In fond recollection, the homely cheerfulness of the old-time adobe recurs again and again. The eighties, however, were characterized by another form of dwelling, fashionable and popular; some examples of which, half-ruined, are still to be seen. This was the frame house, large and spacious with wide, high, curving verandas, semicircular bay-windows, towers and cupolas. Flower-bordered lawns generally encircled these residences; there were long, narrow hallways and more spare bedrooms than the less intimate hospitality of to-day suggests or demands.

On January 1st, 1880, the District Court of Los Angeles was abolished to give way to the County Court; on which occasion Don Ygnácio Sepúlveda, the last of the District Court judges, became the first County Judge.

The first cement pavement in the city was laid on Main Street north of First by a man named Floyd. Having bought Temple Block, we were thinking of surrounding it with a wooden sidewalk. Floyd recommended cement, asking me, at the same time, to inspect a bit of pavement which he had just put down. I did so, and took his advice; and from this small beginning has developed the excellent system of paving now enjoyed by Los Angeles.

In 1880, there visited Southern California a man who not only had a varied and most interesting past, but who was destined to have an important future. This was Abbot Kinney, a blood relation of Emerson, Holmes and old General Harrison, and a student of law and medicine, commission merchant, a botanical expert, cigarette manufacturer and member of the United States Geological Survey; a man, too, who had traveled through, and lived long in Europe, Asia and Africa; and who, after seeing most of our own Northwest, was on his way to settle in Florida in search of health. While in San Francisco he heard of the recently-formed Sierra Madre Colony, whither he made haste to go; and after a month or two there, he liked it so well that he decided to remain on the gentle slope, found there a home and lay out a farm. At that time we had a customer by the name of Seabury, who owned one hundred and sixty acres along the foothills; and this land he had mortgaged to us to secure a note. When Kinney came, he bought a place adjoining Seabury's, and this led him to take over the mortgage. In due season, he foreclosed and added the land to his beautiful property, which he named Kinneloa.

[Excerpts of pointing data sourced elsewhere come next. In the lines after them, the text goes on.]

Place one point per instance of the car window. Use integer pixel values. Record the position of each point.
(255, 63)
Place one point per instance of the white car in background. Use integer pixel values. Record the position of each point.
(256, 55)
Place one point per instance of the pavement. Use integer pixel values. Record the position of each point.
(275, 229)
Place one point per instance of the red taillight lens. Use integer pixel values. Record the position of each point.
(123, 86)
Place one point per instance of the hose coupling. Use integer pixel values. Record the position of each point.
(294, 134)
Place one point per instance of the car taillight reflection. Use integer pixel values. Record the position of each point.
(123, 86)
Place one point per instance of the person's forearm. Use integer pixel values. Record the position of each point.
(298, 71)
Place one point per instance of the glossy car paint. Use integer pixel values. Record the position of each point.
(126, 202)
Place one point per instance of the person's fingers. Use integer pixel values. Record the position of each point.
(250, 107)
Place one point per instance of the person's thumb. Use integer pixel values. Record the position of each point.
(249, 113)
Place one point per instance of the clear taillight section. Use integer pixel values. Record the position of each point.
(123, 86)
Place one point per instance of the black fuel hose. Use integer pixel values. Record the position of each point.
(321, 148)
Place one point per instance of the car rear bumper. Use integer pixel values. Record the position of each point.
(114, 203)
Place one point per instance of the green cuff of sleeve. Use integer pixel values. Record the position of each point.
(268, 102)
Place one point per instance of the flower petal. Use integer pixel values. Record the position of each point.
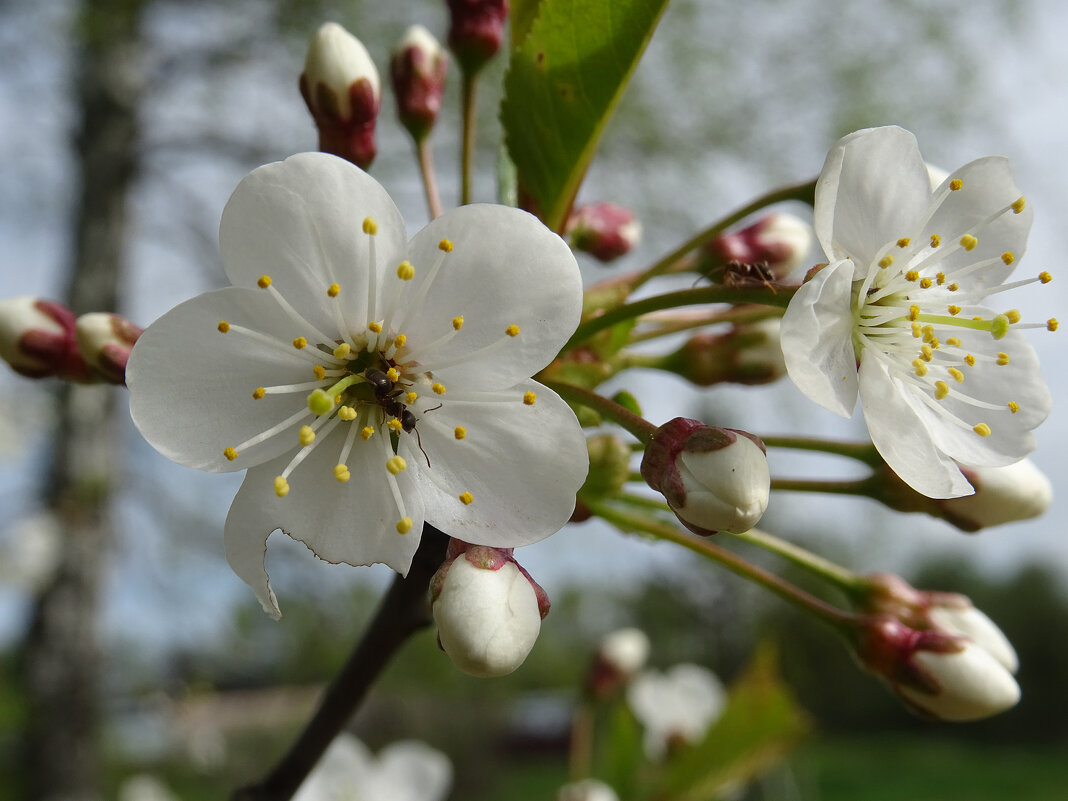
(817, 339)
(191, 386)
(900, 436)
(300, 221)
(522, 466)
(874, 189)
(505, 268)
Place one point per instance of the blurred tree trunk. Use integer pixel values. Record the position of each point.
(62, 655)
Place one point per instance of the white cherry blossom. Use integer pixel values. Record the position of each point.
(368, 383)
(897, 315)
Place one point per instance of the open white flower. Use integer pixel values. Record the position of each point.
(368, 383)
(896, 315)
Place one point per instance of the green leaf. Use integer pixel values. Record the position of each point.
(563, 83)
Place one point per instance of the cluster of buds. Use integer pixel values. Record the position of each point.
(712, 478)
(602, 230)
(943, 657)
(40, 339)
(487, 609)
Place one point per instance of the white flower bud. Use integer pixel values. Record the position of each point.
(487, 619)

All Kinney's combined experience was brought to bear to make his estate pleasurable, not only to himself but for the casual visitor and passer-by; and in a short time he became well known. He also was made a Special Commissioner of the United States to examine into the condition of the Mission Indians of Southern California; and on this commission he served with Helen Hunt Jackson, so famous as H. H. or, especially in California, as the author of Ramona, visiting with her all the well-known Indian rancherías between San Diego and Monterey, in addition to the twenty-one Franciscan Missions.

Toward the end of April, F. P. F. Temple passed away at the Merced Ranch and was buried in the family burying-ground at La Puente. This recalls to mind that, in early days, many families owned a hallowed acre where, as summoned one by one, they were laid side by side in rest eternal.

On May 16th, John W. Bixby died, at his Long Beach estate. About 1871 he had entered his brother Jotham's service, supervising the sheep ranch; and to John Bixby's foresight was attributed, first the renting and later the purchase of the great ranch controlled, through foreclosure of mortgage, by Michael Reese. A year or two before Bixby's death, five thousand acres were set aside for the town of Los Alamitos, but John never saw the realization of his dream to establish there a settlement.

It was on the eighteenth of the same month that my brother found it necessary to visit Carlsbad for the benefit of his health, and the decision occasioned my removal to San Francisco to look after his affairs. What was expected to be a brief absence really lasted until September, 1882, when he and his family returned to America and San Francisco, and I came back to Los Angeles, with which, of course, I had continued in close communication. During our absence, my wife's father, Joseph Newmark, died rather suddenly on October 19th, 1881.